Et, machinalement, il regarda le gandin s'éloigner.
Le jeune marquis avait encore deux degrés à franchir, son cœur battait à lui rompre la poitrine, la sueur perlait sur son front. Sa démarche lui apparaissait maintenant comme une faiblesse; et, les portes de l'espérance, un moment entr'ouvertes, se refermaient à l'improviste pour le plonger de nouveau dans le doute et dans la douleur. Il demeurait immobile.
L'amertume et le dédain se peignaient tour à tour sur ses traits. Quelle résolution allait-il prendre? Tout à coup, il fit volte-face, poussa un soupir; et, pas à pas, comme à regret, il redescendit les marches au-dessus desquelles les nymphes impassibles continuaient à jeter leurs fleurs de marbre.
Au même instant, Hélène, prévenue de la présence de son mari, l'attendait pour se jeter dans ses bras. Elle ne se sentait plus respectée depuis qu'on la savait séparée de Gaston. Puis la conduite de ce dernier, le bruit fait autour de son nom, un retour sur elle-même avait peut-être éclairé la frivole jeune femme qui, pour la vingtième fois, venait de refuser sa porte au vicomte furieux et dépité.

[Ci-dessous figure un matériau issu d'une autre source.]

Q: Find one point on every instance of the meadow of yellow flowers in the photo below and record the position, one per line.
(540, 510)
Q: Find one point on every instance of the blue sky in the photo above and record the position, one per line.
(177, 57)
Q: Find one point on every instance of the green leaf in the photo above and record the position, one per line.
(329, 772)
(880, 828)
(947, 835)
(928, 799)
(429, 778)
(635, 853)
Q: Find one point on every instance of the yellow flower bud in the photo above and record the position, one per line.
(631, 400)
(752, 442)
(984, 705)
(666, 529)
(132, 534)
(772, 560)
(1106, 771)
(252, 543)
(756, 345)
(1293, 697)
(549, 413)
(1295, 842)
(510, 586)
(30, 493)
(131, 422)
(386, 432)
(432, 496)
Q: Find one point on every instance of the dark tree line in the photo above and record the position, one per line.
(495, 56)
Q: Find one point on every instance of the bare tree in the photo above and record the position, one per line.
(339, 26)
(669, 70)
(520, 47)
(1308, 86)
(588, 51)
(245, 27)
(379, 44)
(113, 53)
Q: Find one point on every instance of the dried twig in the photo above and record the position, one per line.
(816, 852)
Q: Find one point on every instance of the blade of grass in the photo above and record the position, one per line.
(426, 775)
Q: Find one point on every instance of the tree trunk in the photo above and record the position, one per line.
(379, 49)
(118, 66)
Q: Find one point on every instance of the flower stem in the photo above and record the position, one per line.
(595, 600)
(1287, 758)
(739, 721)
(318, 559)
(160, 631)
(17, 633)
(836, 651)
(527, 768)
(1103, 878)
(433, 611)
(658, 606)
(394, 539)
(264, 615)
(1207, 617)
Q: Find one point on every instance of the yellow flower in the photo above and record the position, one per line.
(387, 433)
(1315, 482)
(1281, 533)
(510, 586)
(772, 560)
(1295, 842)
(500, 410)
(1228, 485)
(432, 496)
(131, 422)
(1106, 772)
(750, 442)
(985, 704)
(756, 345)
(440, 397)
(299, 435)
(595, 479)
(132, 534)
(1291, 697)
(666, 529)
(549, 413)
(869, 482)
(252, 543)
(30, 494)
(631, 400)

Gaston atteignait le jardin, lorsque la marquise haletante, suffoquée, parut devant lui. D'un mouvement fébrile, elle saisit le bras de son mari.
«Je suis innocente, je vous le jure! s'écria-t-elle enfin. Gaston, ayez pitié de mon orgueil, écoutez-moi.»
Elle chancela, ses yeux se fermèrent, elle serait tombée si Gaston ne l'eût soutenue. Il la prit dans ses bras et l'emporta chez elle; peu à peu elle reprit ses forces et se laissa glisser aux genoux de son mari.
«Sauvez-moi de moi-même, lui dit-elle, et rendez-moi digne de vous.»